Reputation: 21
I'm facing a strange behaviour with some parameters in weblogic. I have a J2EE batch which is executed during more than 10 minutes in a weblogic server which cause an exception like
com.ibm.jbatch.container.exception.BatchContainerRuntimeException: java.lang.InterruptedException
After some investigation, I found that the property MaxStuckThreadTime is set to 600 seconds (default value) and the property StuckThreadCount is set to 25 (was 0 in the past without any issue). If I understand well, this means, the server should fail if and only if at least 25 threads are busy since more than 600seconds. But I have maximum 10 threads running at the same time on the server. I made some test on my dev environement and as soon as I have one thread stuck (busy during 10 minutes, the interruped exception is launched), is-it the expected behaviour?
I don't have the right to modify those value on production. So, any idea is welcome to by pass this kind of error.
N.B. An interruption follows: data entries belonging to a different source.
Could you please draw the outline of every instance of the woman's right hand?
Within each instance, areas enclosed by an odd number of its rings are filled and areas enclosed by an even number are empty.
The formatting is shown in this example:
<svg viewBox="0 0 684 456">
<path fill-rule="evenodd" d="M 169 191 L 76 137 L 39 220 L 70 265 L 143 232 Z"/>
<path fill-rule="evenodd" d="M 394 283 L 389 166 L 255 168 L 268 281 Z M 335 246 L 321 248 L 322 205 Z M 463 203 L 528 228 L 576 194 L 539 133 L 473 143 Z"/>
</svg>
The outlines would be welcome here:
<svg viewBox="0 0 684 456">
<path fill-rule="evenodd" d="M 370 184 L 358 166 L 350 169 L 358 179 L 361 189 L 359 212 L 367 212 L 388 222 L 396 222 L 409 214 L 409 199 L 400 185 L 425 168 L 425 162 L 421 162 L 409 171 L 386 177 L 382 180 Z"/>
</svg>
In the documentation, I found :
StuckThreadCount = The number of stuck threads after which the server is transitioned into FAILED state.
MaxStuckThreadTime = Sets the value of the MaxStuckThreadTime attribute.
So, in my point of view, the interupted excpetion, should only appears if the 2 conditions are field-in, but i have the impression that only one stuck thread is enough to interupt the batch. Am-i correct if I say that the MaxStuckThreadTime is only taken into account if the StuckThreadCount is different than 0?
Thanks in advance for your help
edit :
I tried to implement the proposal here under but until now, without success. So, in my weblogic-ejb-jar.xml, I've added the following code :
<work-manager>
<name>BatchWorkManager</name>
<ignore-stuck-threads>true</ignore-stuck-threads>
</work-manager>
<managed-executor-service>
<name>batch-job-executor</name>
<dispatch-policy>BatchWorkManager</dispatch-policy>
<long-running-priority>10</long-running-priority>
</managed-executor-service>
and in my batch, I added
@Resource(name = "BatchWorkManager")
WorkManager myMW;
and the call to my batch like this
@Override public String process() throws Exception {
myWM.schedule(new MyWork("MyBatchName"));
return BatchStatus.COMPLETED.toString();
}
After a few minutes (defined in the MaxStuckThreadTime parameter), the job is put on status failed. If I debug the code, I see the value of the workmanager :
stuckThreadActions = null name = "NO STUCK THREAD ACTIONS !" stuckThreads = {BitSet@36226} "{}"
It seems, the workmanager is correctly setup (NO STUCK THREAD ACTIONS ! is what I want). So, I still don't understand, why the batch is failing ... Any help is welcome.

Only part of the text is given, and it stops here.